Virtual reality training for sexual harassment?

A study out of Southern Methodist University led by Associate Psychology Professor Lorelei Simpson Rowe found that teenage girls were less likely to report being sexually victimized after undergoing assertive resistance training in virtual reality.

By Lauren Walker

Most women have dealt with unwanted sexual advances. In fact, one national survey estimates that 65 percent have experienced some form of street harassment. But a study out of Southern Methodist University found that teenage girls were less likely to report being sexually victimized after undergoing assertive resistance training in virtual reality.<

While virtual reality is routinely used to train soldiers or treat anxiety disorders, training of this nature is new.

Virtual simulations “seem to be more immersive than face-to-face role plays,” said clinical psychologist Lorelei Simpson Rowe, the study’s lead author. “The participant is not thinking any more about being in a room in a psychology study with other people around,” she is “focused on what she is seeing through the glasses and what she's hearing.”

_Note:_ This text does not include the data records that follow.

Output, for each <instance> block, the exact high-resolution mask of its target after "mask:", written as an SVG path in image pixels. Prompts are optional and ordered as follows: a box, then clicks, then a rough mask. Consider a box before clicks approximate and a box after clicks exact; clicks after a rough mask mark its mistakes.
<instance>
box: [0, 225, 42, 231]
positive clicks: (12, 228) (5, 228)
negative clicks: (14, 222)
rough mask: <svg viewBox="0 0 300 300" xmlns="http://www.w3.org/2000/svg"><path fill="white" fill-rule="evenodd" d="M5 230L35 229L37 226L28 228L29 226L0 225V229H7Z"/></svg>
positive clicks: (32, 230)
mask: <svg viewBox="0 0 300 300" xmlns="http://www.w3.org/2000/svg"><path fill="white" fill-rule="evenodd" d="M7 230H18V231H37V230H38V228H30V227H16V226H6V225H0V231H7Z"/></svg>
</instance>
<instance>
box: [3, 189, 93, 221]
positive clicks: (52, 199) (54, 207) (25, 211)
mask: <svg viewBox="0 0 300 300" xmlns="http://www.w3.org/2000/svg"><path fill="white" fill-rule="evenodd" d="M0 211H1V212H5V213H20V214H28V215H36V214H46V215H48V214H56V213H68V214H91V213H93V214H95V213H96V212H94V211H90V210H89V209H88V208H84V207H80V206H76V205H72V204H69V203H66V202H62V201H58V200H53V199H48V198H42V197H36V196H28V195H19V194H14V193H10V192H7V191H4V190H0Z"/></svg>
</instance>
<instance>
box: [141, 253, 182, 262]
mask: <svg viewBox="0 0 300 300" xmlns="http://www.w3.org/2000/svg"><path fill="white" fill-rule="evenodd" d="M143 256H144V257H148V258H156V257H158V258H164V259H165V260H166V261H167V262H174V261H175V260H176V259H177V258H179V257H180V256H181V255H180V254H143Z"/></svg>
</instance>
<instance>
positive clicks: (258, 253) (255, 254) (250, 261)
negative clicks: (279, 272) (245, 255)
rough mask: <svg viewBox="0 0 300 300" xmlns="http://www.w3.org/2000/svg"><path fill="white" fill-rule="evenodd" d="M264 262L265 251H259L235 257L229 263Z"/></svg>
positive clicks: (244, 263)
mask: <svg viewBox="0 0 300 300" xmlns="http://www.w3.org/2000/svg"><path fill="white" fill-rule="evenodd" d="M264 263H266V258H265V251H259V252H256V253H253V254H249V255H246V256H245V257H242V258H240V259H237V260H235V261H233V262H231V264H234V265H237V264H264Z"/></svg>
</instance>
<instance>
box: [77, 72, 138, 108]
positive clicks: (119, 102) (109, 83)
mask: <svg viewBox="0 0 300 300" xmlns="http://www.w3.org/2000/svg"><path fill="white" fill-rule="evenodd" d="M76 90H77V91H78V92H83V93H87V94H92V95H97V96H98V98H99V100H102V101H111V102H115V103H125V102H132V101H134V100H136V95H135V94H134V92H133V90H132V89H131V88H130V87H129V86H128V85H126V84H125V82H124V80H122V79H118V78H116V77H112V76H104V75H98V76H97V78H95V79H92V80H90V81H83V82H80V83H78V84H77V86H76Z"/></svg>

The study included 78 female students aged 14 to 18 from an all-girls urban high school. First, all were asked to fill out questionnaires related to their experiences with sexual violence and victimization. Next, the girls were split into two groups; 42 participated in the “My Voice, My Choice” (MVMC) training program, while 36 remained in the control group and received no training.

Each 90-minute training session was led by a female facilitator and included two to four young women. The group first discussed what assertiveness means and what it looks like, and then the bulk of the training was practicing these skills in virtual simulation.